QNX RTOS 6.1 process freeze

Hi,.

I’m having trouble porting our database engine to QNX,
It’s a threaded app (POSIX threads), and runs fine on
solaris 8.

However on QNX I need to use libhoard as the default
malloc sigsev’es terribly. However even with libhoard
there is still a greater problem, the app freezes after
about 10 min. of execution. And after this happens each
process that tries to access the process table eg.:
ps, slay or shutdown; freezes in the same fashion.

Does anybody have an idea what could make QNX behave in
such a way ? Do I leak certain system resources, needed
to operate the process list ?

If I’ve missed something I’ll RTFM, just point me to it :wink:

thnx,

Peter Zijlstra

“Peter Zijlstra” <peter@xlnt.-software.net> wrote in message
news:3BF26289.3070503@xlnt.-software.net…

Hi,.

I’m having trouble porting our database engine to QNX,
It’s a threaded app (POSIX threads), and runs fine on
solaris 8.

However on QNX I need to use libhoard as the default
malloc sigsev’es terribly.

It’s a blind and long shot, but I ran into similar problem porting Postgres.
It was assuming that alignment of memory returned by malloc() matches
alignment requirement of largest standard C datatype (long long, which is
:sunglasses:. Unfortunately, QNX malloc() aligns to sizeof(int). Of course some
addresses also happened to be aligned to 8 as well, so it worked partially,
but failed in wickedly weird ways at random places.

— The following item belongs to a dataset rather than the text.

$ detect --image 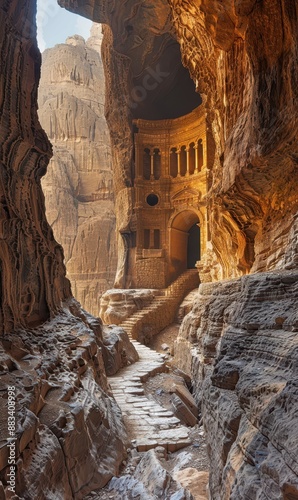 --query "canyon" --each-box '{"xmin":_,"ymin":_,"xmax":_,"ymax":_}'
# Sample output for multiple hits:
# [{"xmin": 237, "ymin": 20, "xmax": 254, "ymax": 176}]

However even with libhoard
there is still a greater problem, the app freezes after
about 10 min. of execution. And after this happens each
process that tries to access the process table eg.:
ps, slay or shutdown; freezes in the same fashion.

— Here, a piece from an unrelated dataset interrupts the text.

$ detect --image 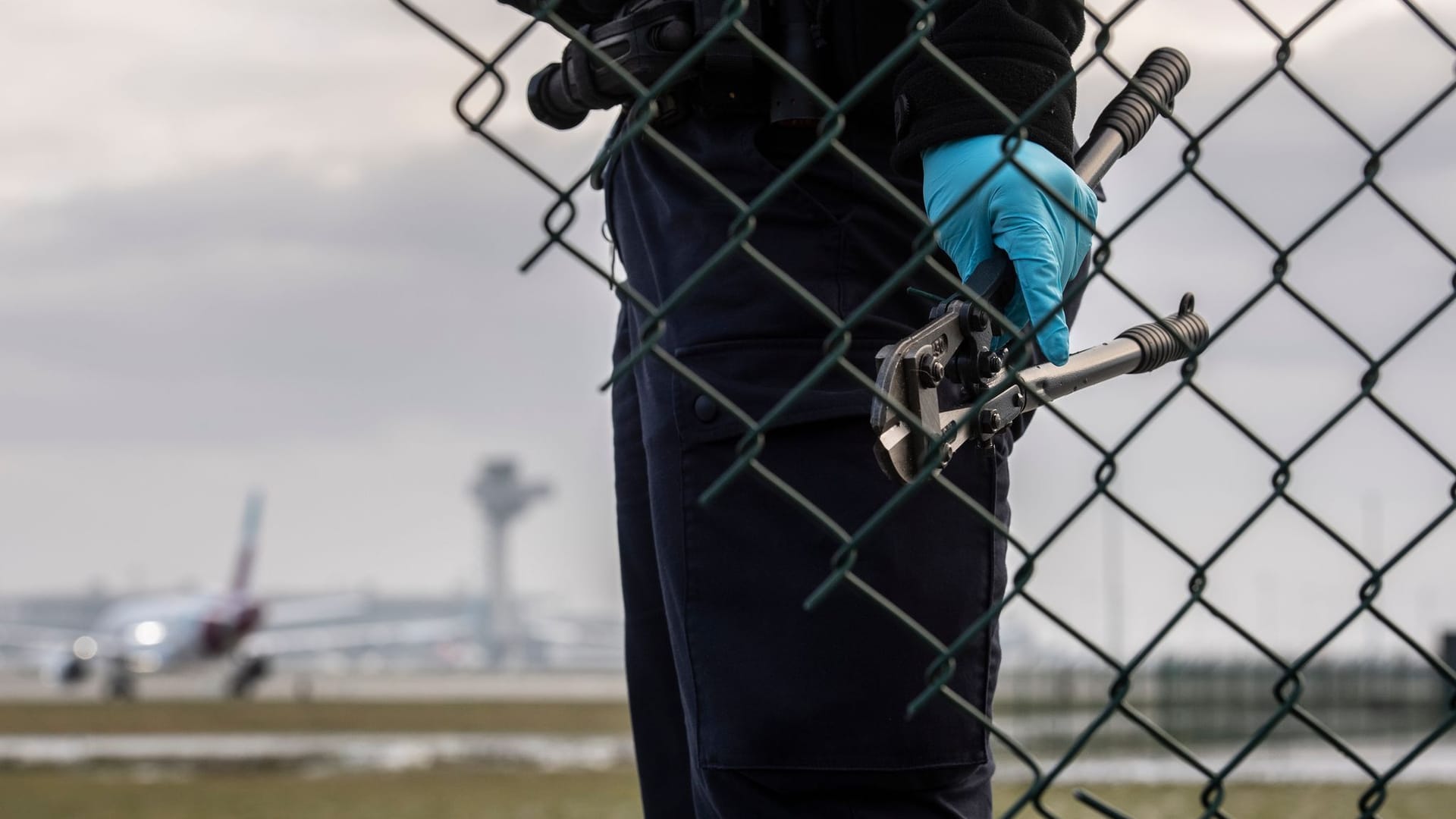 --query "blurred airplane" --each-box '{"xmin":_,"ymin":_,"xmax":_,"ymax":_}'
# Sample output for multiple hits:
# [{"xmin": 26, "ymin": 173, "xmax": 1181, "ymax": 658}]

Does anybody have an idea what could make QNX behave in
such a way ? Do I leak certain system resources, needed
to operate the process list ?

I doubt that leakage can cause such effects. But I’ve seen weirder things,
like certain system calls failing in unexplainable ways after after being
invoked certain number of times (on both systems). Unless you tell more
precisely what do you mean by ‘freezes’ (pidin output would help) it is hard
to tell anything.

In general however, you should keep in mind some things when porting between
Solaris & QNX. Default behavior on Solaris is not POSIX. So unless you’ve
supplied certain -D flags to compiler on Solaris, code is not gonna work the
same way. For example, fork() on Solaris will try to duplicate all threads,
but in POSIX it will only duplicate the calling thread. Signals on Solaris
will be delivered to threads which installed timers, in POSIX they will be
delivered to process. Behavior of number of related functions is different.
Also some of Solaris library calls taking addresses of structures as
parameters will not copy content but rather just record the reference. That
means content can be modified afterwards, but not in QNX (since it is
message passing OS, it can’t just pass address to another process). That
applies to the sigevent structure, for example.

  • igor

Igor Kovalenko <kovalenko@home.com> wrote:

“Peter Zijlstra” <peter@xlnt.-software.net> wrote in message
news:3BF26289.3070503@xlnt.-software.net…
Hi,.

I’m having trouble porting our database engine to QNX,
It’s a threaded app (POSIX threads), and runs fine on
solaris 8.

However on QNX I need to use libhoard as the default
malloc sigsev’es terribly.

It’s a blind and long shot, but I ran into similar problem porting Postgres.
It was assuming that alignment of memory returned by malloc() matches
alignment requirement of largest standard C datatype (long long, which is
:sunglasses:> . Unfortunately, QNX malloc() aligns to sizeof(int). Of course some
addresses also happened to be aligned to 8 as well, so it worked partially,
but failed in wickedly weird ways at random places.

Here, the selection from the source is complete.